Nuclear Workforce Planning in 2026
The UK’s nuclear sector is moving into 2026 with clear momentum.
By September 2025, UK civil nuclear employment had reached just under 100,000 roles, a record high. Growth is being driven by a wider mix of programmes than many people assume. It’s not only large-scale new builds; it’s also fleet operations, defuelling, decommissioning, supply chain activity, and emerging delivery models like Small Modular Reactors (SMRs) beginning to shape future nuclear workforce planning.
At the same time, government direction is becoming clearer. The UK’s long-term nuclear sector plan is increasingly defined through national roadmapping and policy signalling with an emphasis on sustained nuclear capability through to 2050. And that has implications for how workforce strategy is shaped in 2026.
Delve into (and jump to):
Why 2026 is a turning point for workforce planning in the nuclear sector
One sector, very different workforce needs
The skills shaping nuclear hiring in 2026
Where nuclear workforce planning breaks down
What better nuclear workforce planning looks like in practice
What major programmes are signalling in 2026
Why 2026 is a turning point for workforce planning in the nuclear sector
The nuclear workforce challenge is often described as a shortage issue. In reality, the pressure points in 2026 are more specific and more operational.
This year sits at the intersection of several competing demands:
Major new build delivery continuing at scale (including Hinkley Point C and Sizewell C)

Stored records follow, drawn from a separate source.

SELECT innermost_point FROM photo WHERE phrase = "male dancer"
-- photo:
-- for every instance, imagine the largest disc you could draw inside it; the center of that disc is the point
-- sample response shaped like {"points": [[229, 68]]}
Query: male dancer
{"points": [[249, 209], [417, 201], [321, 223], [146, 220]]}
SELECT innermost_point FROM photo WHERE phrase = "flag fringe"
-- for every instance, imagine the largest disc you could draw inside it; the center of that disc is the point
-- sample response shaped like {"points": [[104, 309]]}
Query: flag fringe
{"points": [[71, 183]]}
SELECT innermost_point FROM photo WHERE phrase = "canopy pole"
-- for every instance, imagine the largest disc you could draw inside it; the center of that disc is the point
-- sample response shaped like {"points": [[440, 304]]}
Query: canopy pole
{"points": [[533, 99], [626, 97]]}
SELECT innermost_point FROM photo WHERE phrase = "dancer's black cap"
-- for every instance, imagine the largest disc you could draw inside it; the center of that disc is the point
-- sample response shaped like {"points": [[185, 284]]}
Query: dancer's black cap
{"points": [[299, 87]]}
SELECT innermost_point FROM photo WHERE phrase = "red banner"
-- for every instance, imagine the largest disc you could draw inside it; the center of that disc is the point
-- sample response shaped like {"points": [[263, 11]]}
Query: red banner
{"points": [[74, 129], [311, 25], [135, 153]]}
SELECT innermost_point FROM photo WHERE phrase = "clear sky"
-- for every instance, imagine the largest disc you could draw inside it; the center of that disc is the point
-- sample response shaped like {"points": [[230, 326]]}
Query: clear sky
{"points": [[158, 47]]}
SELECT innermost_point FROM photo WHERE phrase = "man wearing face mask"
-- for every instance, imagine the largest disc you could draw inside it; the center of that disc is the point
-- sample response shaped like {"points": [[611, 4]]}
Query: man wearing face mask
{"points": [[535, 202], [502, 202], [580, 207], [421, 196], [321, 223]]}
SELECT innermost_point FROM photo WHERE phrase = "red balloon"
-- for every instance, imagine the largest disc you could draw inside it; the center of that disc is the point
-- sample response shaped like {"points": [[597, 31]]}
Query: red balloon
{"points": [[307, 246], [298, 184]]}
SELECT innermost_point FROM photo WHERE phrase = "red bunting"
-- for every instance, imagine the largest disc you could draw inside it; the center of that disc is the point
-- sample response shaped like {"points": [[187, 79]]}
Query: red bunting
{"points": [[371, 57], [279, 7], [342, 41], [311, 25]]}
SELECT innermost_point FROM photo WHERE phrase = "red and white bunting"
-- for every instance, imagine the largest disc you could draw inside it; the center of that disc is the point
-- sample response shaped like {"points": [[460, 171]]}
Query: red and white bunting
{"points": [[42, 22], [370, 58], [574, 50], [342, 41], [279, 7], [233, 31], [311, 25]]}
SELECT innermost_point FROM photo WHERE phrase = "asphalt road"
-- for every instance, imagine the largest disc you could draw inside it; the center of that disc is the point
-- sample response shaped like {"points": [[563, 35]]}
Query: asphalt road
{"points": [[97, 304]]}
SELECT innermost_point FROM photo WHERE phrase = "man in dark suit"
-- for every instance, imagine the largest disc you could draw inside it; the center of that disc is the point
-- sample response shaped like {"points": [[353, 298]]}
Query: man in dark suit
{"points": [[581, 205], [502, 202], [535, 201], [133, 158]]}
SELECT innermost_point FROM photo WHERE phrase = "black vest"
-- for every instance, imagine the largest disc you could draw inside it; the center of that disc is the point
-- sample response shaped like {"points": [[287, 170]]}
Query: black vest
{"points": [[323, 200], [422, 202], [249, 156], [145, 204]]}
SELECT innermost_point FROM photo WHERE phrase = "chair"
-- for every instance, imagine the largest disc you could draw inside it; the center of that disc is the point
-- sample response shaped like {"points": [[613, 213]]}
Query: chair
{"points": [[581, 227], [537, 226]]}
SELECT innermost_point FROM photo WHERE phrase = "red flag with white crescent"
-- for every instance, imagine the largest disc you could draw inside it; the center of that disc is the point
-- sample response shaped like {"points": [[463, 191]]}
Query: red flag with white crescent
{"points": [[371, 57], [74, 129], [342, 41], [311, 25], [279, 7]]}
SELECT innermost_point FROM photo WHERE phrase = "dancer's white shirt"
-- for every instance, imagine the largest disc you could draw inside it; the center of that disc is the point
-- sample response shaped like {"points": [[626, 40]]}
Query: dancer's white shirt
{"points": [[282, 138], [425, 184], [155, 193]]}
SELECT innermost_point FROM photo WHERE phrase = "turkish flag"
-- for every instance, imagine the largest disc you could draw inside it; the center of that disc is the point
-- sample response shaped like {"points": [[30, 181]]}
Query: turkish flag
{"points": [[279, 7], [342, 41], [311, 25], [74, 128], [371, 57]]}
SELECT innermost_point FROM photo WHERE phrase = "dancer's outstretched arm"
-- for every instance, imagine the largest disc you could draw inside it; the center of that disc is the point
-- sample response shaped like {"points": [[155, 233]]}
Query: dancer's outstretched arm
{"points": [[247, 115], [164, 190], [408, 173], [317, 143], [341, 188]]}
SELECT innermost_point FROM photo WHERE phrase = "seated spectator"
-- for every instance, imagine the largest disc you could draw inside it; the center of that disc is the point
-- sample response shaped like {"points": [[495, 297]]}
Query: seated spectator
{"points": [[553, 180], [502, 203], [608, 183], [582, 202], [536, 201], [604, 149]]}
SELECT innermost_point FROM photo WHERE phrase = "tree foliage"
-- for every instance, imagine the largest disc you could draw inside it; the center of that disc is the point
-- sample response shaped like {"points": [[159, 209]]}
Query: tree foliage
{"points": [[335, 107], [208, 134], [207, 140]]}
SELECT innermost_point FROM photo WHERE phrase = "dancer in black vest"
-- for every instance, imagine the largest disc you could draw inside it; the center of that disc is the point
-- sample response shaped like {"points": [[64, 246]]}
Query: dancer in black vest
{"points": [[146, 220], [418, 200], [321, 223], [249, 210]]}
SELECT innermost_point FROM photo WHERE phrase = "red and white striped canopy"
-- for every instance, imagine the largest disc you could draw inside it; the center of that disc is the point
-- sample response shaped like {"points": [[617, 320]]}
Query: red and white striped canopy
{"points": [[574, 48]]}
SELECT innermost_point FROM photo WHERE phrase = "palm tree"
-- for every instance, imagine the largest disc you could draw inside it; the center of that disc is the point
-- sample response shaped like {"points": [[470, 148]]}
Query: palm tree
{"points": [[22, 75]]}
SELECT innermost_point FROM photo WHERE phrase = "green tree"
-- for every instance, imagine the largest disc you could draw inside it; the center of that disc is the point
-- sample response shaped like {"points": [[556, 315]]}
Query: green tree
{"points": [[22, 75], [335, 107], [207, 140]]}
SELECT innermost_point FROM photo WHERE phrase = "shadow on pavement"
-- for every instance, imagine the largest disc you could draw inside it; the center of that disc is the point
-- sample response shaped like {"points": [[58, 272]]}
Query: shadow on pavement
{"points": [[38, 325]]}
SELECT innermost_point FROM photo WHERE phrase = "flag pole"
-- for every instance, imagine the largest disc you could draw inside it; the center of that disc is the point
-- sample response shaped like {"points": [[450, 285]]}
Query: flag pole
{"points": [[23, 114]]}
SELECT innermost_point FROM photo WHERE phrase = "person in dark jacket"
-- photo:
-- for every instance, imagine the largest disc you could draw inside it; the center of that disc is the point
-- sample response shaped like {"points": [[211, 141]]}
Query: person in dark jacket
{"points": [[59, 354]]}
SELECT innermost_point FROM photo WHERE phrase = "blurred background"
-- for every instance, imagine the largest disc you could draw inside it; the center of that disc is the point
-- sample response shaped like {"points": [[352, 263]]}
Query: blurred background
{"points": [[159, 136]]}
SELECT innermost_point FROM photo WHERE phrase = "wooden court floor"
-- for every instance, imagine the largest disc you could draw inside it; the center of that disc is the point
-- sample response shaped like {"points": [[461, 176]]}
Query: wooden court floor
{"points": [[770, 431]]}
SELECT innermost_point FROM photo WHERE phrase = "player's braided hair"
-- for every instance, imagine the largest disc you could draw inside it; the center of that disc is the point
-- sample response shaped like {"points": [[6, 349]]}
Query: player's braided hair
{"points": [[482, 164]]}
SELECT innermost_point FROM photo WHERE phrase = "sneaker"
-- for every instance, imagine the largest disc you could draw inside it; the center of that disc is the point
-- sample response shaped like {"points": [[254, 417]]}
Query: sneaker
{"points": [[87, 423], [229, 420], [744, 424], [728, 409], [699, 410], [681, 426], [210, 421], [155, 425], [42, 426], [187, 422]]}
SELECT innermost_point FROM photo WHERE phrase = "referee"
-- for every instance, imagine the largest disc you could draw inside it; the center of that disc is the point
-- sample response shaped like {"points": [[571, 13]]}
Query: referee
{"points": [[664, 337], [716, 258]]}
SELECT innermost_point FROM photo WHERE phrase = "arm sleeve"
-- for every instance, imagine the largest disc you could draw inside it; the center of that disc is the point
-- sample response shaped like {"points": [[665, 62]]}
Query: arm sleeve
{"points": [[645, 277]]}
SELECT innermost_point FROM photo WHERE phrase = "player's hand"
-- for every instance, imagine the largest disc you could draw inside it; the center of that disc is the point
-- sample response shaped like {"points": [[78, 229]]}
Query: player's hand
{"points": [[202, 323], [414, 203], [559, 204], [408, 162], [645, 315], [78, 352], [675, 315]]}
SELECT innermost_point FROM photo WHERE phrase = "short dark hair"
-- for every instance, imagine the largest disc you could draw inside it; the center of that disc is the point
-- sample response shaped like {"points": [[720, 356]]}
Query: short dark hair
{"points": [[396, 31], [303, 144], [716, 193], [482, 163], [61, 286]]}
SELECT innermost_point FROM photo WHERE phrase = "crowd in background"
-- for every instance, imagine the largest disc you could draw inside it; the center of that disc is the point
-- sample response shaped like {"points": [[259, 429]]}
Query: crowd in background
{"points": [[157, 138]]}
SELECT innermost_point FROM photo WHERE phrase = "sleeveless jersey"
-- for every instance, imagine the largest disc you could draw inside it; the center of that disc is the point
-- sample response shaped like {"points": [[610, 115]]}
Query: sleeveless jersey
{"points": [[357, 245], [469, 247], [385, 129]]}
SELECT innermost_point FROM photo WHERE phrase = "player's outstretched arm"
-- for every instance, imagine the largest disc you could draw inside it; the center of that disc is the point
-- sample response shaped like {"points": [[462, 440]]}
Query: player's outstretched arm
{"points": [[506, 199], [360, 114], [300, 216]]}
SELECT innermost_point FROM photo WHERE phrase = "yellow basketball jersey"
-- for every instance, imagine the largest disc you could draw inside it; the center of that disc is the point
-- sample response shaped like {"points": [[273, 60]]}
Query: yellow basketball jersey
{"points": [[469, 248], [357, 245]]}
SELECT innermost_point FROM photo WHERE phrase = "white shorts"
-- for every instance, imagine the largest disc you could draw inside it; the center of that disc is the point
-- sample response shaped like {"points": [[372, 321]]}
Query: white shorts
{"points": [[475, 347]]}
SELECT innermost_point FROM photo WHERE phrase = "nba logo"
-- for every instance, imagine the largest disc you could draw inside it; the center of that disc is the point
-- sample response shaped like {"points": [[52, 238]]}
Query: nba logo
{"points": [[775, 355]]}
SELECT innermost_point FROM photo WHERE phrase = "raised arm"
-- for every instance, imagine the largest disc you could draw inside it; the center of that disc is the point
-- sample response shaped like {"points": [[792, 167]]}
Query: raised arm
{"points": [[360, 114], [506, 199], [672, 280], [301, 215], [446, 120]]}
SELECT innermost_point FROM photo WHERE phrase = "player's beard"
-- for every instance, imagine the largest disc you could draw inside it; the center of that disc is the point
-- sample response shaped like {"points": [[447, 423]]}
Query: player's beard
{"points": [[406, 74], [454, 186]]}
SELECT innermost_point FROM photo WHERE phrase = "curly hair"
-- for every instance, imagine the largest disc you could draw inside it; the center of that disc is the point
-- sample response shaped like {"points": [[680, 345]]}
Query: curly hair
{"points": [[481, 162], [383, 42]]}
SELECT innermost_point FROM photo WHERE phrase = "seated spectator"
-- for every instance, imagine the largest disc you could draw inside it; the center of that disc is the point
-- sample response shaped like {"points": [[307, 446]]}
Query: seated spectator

Sustained demand across the existing nuclear fleet, including operations and nuclear life extension planning
Long-term decommissioning and waste management programmes continuing nationally
Rising expectations around safety, quality, assurance, and regulatory compliance
Growing demand for digitally enabled engineering and delivery capability
Increased attention on the workforce implications of SMRs, including the shift toward repeatability and standardised delivery models
In 2026, the same skill sets are being pulled in multiple directions at once: across different sites, delivery stages, and risk environments. The result is a more competitive hiring landscape, leading to longer lead times for scarce capability and higher consequences when workforce planning is reactive.
One sector, very different workforce needs
“Nuclear recruitment” is often treated as one market. Where in actuality, it’s several markets layered together, and the differences matter.
Workforce requirements shift dramatically depending on where a programme sits in the lifecycle:
New build delivery
Ongoing operations
Life extension activity
Defueling and decommissioning
Emerging delivery models like SMRs
Each stage behaves differently in terms of supply, scarcity, onboarding time, and compliance requirements.
Design & Engineering
Design and early engineering work tend to rely heavily on:
Systems and discipline engineering (mechanical, electrical, C&I)
Safety case and assurance capability
Governance, documentation, and regulatory awareness
This is also where “transferable skills” can genuinely work. But only when expectations are set properly. Nuclear environments reward structured thinking, documentation quality, and delivery discipline as much as technical capability.
This is increasingly relevant as SMR conversations mature. While the delivery model differs from large-scale builds, the fundamentals remain consistent: nuclear-grade quality mixed with engineering rigour and configuration control.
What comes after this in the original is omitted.